MONDAY ON MONDAY! YES! YES! I HAVE TRIUMPHED OVER
MY EVIL COMPUTER! IT ONLY TOOK ME FIVE WEEKS!
In celebration, here is a Wikipedia article about a type of doughnut I shall not be sampling any time soon. I think it is an unforgivable atrocity, actually. One of my most voluble readers, who styles himself SunshineRain, brought the fact of its existence to my attention a few days ago. My own researches have also turned up the menu of Voodoo Doughnut, an Oregon doughnut shop that offers some rather eclectic dessert foods. I would especially draw your attention to the Cock-N-Balls and the Old Dirty Bastard.
|Monday, August 30, 2010|
|Panel 1: Casey and Ursula stand in Tim Hortons with Marie sitting nearby, watching. Ursula takes off her green jacket.|
Casey: Seven down.
Ursula: Seven down.
Panel 2: She hands him the jacket.
Casey: I have to admit I'm surprised you made it.

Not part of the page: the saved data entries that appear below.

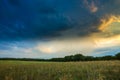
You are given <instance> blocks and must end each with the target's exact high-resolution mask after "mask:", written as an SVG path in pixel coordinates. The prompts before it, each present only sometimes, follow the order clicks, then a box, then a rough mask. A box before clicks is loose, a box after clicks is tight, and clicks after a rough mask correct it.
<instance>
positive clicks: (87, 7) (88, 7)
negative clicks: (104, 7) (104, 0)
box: [84, 0, 98, 13]
mask: <svg viewBox="0 0 120 80" xmlns="http://www.w3.org/2000/svg"><path fill="white" fill-rule="evenodd" d="M84 3H85V5H86V7H87V8H88V9H89V10H90V12H92V13H95V12H97V10H98V7H97V6H96V4H95V2H94V1H93V0H92V1H91V2H90V3H89V2H88V0H84Z"/></svg>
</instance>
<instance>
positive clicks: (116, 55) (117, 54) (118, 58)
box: [115, 52, 120, 60]
mask: <svg viewBox="0 0 120 80" xmlns="http://www.w3.org/2000/svg"><path fill="white" fill-rule="evenodd" d="M115 57H116V59H118V60H120V52H119V53H117V54H116V55H115Z"/></svg>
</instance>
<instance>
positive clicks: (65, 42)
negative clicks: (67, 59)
mask: <svg viewBox="0 0 120 80" xmlns="http://www.w3.org/2000/svg"><path fill="white" fill-rule="evenodd" d="M117 52H120V0H0V57H15V58H52V57H62V56H66V55H71V54H77V53H81V54H83V55H92V56H102V55H114V54H115V53H117Z"/></svg>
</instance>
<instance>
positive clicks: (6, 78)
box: [0, 61, 120, 80]
mask: <svg viewBox="0 0 120 80" xmlns="http://www.w3.org/2000/svg"><path fill="white" fill-rule="evenodd" d="M0 80H120V61H92V62H32V61H31V62H30V61H29V62H27V61H0Z"/></svg>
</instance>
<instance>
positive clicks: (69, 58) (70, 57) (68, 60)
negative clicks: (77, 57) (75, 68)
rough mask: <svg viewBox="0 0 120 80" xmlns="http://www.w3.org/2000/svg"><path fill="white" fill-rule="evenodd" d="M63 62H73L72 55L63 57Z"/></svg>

Ursula: I can be very persistent.
Panel 3: Casey puts on the jacket and buttons it as Ursula walks away, holding Casey's second doughnut.
Casey: You may keep what you earned. Be sure not to lose it.
Ursula: I'm not the one about to lose something.
Marie: ...She just means the doughnut, right?
Casey [cringes and points]: Shiny object?
Alt-Text: Did...did she just take Casey's doughnut?